Aşındırma Denemelerinin Birinci Turu Bitti

Çünkü sürdürülebilirlik ne sadece teknik bir mesele, ne bir pazarlama stratejisi, ne de efsunlu bir bilgelik hâli…

Bazen böyle olur. Elinize bir küçük çivi alırsınız ve başlarsınız duvarı eşelemeye. Bitmek bilmeyeceğini düşündüğünüz bir uğraş içinde debelenip durursunuz. Önce küçük parçalar çıkar duvardan, sonra aniden daha büyük parçalar dökülüverir önünüze. Ve eğer ateşli bir sabırla, sonuna kadar eşelemeye, uğraşmaya, emek vermeye devam ederseniz o koca duvarda önce bir ışık görürsünüz. Sonra kocaman bir kaçış deliğine dönüşür o küçücük yarık.
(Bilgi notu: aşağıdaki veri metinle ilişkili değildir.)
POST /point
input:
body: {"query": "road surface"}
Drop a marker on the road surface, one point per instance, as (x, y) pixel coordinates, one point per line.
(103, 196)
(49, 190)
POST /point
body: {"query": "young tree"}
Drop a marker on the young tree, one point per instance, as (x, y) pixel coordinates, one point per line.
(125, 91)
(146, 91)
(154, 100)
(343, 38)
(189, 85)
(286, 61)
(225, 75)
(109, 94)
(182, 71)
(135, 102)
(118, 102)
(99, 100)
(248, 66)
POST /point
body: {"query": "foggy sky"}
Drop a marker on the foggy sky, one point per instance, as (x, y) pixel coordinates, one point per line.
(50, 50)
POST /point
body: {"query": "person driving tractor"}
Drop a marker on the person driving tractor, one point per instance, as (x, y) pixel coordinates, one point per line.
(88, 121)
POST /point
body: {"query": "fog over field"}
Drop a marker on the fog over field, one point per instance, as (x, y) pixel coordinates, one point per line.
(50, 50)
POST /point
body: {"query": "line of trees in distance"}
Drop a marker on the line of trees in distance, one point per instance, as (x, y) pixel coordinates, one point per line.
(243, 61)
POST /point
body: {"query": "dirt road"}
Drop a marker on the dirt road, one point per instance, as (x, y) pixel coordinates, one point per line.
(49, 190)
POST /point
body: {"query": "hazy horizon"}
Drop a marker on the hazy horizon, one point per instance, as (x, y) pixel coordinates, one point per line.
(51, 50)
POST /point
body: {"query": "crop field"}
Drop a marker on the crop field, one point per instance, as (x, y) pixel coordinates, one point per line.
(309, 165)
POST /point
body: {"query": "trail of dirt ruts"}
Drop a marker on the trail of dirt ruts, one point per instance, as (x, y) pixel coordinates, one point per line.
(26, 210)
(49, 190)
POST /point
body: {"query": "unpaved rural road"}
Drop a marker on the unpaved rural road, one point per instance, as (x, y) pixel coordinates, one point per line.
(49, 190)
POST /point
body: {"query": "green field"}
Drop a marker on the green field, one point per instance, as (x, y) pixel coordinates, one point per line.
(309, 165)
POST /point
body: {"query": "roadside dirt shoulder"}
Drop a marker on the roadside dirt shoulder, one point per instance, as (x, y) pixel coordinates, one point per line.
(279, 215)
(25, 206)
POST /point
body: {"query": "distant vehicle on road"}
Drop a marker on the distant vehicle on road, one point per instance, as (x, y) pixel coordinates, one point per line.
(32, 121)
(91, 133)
Ve belki de en sonunda duvarın yıkılıp gittiğini, öte tarafa geçtiğinizi gözlerinizle görürsünüz.
Ben buna kendi lügatımda “aşındırma denemeleri” ismini verdim. Ve EKOIQ’nun yaptığının da tam bu olduğunu düşünüyorum. Bundan 4 sene önce yola çıktığımızda, elimizde küçücük ve belki de dayanıksız bir çivi vardı. Tam 34 sayı boyunca, o kocaman duvarın önünde uğraşıp durduk. Binlerce sayfa yazı, fotoğraf, fikir, eylem, olay, insan geldi geçti. Onlarca yeni yazar, dost kazandık. Onlar bizle, biz sizler ve onlarla paylaştık. Ve belki ilk defa o koca duvarın önünde küçük de olsa bir ışık görmeye başladık.
20. yüzyılın yetiştirdiği önemli sosyal bilimcilerden biri olan Jurgen Habermas, daha çok “Kamusal Alan” kavramsallaştırmasıyla tanınır. Sosyal bilimler açısından son derece yeni düşünme kanalları yaratan bu anahtar kavramın, günümüzde derinlikli bir sürdürülebilirlik tartışması için de önemli ipuçları ve olanaklar tanıdığını daha önce birkaç kez yazmıştım. Habermas’ın diğer bir yeni ve kilit kavramı ise, “İletişimsel Eylem”dir ve bence yine sürdürülebilirlik tartışmalarının göbeğine en kısa zamanda yerleştirilmesi gerekir. İletişimin değiştirici, dönüştürücü gücüne yönelik bu önemli vurguyu, EKOIQ’nun dört yıllık “aşındırma denemesi”nin temel unsurlarından biri olarak kabul etmek gerekiyor. EKOIQ, STK’lardan şirketlere, yerel yönetimlerden akademisyenlere, öğrenci kulüplerinden tek tek akademisyenlere ve tabii o devasa kamu yönetimine, karınca kararınca hep aynı şeyi söylemeye çalıştı: “Daha iyi bir ülke ve gezegen için değişebiliriz, değişmeliyiz. Önümüzdeki tek engel kendimiziz. Ve kendimizi değiştimenin en iyi yolu, başkalarını, öteki kabul ettiklerini dinlemekten, konuşmaktan ve gerçek bir iletişim kurmaktan geçiyor”.
Gerçekten de durum böyle: Kendimizden bu kadar memnun ve huzurlu olursak, başkalarından öğrenmeye açık olmazsak, kendi fikirlerimizi açık ve seçik ifade etmekten kaçınırsak, değişim adımlarını atmamız mümkün değil. Yani iş sık sık vurguladığımız gibi, “iletişime” geliyor çünkü sürdürülebilirlik ne sadece teknik bir mesele, ne bir pazarlama stratejisi, ne de efsunlu bir bilgelik hali. Bütün bunları da içine alan, insanoğlu ve kızının bugünü kadar yarattığı tüm bilgi birikiminin ve deneyiminin üzerine yükselen, tüm bilim alan ve parçacıklarını daha iyi ve yaşanası bir dünya için tekrar tekrar düzenleyen, kuran bir yeni iletişimsel farkındalık durumu.
İlk turu bitirdik, sürdürülebilirlikte ikinci tura hazır olun. 2014’te çok yeni şeyler göreceğiz. Herkese iyi yıllar…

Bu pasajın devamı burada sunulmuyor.